Multi-Agent Systems

>>> Build systems where multiple specialized agents collaborate, communicate, and coordinate to solve complex problems.

What Are Multi-Agent Systems?

A multi-agent system splits work across multiple specialized agents instead of one monolithic agent doing everything.

Before diving in, make sure you understand single-agent fundamentals:

Related Guide →

Single-Agent Systems

Build production-ready AI agents with simple loops, good tools, and minimal complexity.

Why Build Multi-Agent Systems?

Benefits

• Specialization — A "research agent" is optimized differently than a "writer agent" or "compliance agent"

• Replaceability — Swap one agent without rewriting the whole app (upgrade translation, change model, move infra)
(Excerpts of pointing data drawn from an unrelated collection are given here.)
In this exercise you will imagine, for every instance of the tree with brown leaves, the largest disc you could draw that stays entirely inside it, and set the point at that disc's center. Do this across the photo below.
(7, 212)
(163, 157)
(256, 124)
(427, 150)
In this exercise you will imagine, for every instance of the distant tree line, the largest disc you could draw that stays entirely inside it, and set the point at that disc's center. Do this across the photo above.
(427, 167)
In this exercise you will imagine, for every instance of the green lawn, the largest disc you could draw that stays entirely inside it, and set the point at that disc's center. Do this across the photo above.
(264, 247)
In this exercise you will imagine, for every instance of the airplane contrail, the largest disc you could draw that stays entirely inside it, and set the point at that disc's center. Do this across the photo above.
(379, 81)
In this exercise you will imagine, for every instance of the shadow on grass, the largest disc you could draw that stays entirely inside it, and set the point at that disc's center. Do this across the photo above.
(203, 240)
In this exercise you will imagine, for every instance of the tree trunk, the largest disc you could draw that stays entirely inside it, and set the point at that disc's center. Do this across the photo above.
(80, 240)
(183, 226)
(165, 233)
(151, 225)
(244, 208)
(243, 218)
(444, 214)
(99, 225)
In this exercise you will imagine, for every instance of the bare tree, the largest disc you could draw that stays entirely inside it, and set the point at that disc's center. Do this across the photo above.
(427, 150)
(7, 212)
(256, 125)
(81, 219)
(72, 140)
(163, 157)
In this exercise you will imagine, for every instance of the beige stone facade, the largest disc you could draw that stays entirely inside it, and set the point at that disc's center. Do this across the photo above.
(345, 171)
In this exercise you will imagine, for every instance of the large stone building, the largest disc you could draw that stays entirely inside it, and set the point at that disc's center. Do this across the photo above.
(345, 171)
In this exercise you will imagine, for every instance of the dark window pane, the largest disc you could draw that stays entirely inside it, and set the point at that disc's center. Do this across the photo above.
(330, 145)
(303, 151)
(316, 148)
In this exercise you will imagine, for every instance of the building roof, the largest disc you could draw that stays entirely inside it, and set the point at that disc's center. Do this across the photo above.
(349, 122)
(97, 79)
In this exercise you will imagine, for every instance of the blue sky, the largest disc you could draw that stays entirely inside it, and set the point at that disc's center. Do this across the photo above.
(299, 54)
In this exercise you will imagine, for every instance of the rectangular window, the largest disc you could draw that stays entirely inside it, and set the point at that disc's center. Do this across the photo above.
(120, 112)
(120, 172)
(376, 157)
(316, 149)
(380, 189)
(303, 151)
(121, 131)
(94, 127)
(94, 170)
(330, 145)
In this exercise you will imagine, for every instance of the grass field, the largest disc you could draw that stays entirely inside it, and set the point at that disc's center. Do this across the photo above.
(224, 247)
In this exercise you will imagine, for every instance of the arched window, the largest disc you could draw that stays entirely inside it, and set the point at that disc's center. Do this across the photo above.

• Parallelism — Run independent subtasks concurrently for speed

• Separation of concerns — Keep prompts, tools, permissions, and guardrails isolated per agent

• Safer autonomy — Put risky actions behind a dedicated "approval" or "executor" agent

When Multi-Agent Systems Excel

According to Anthropic's research building Claude's Research feature:

Good Fit

• Breadth-first queries — Pursuing multiple independent directions simultaneously

• Tasks exceeding single context windows — Information that's too large for one agent

• Heavy parallelization — Many truly independent subtasks

• Complex tool interfaces — Different agents specialized for different tools

Poor Fit

• Tasks requiring shared context — All agents need the same information

• Many dependencies between agents — Real-time coordination is hard

• Low-value tasks — Multi-agent systems use ~15× more tokens than chat

• Most coding tasks — Fewer truly parallelizable subtasks than research

Common Multi-Agent Patterns

Architecture Patterns

Pattern	Description	Best For
Prompt Chaining	Agent A → Agent B → Agent C	Fixed steps, higher quality
Routing	Router classifies and forwards to specialists	Support, mixed intents
Parallelization	Fan-out to multiple agents, merge results	Speed + higher confidence
Hierarchical	Coordinator delegates to workers	Flexible task decomposition
Evaluator-Optimizer	One produces, another critiques/iterates	Quality-sensitive outputs

A single agent can internally perform these patterns—the orchestrator decides when to use each approach.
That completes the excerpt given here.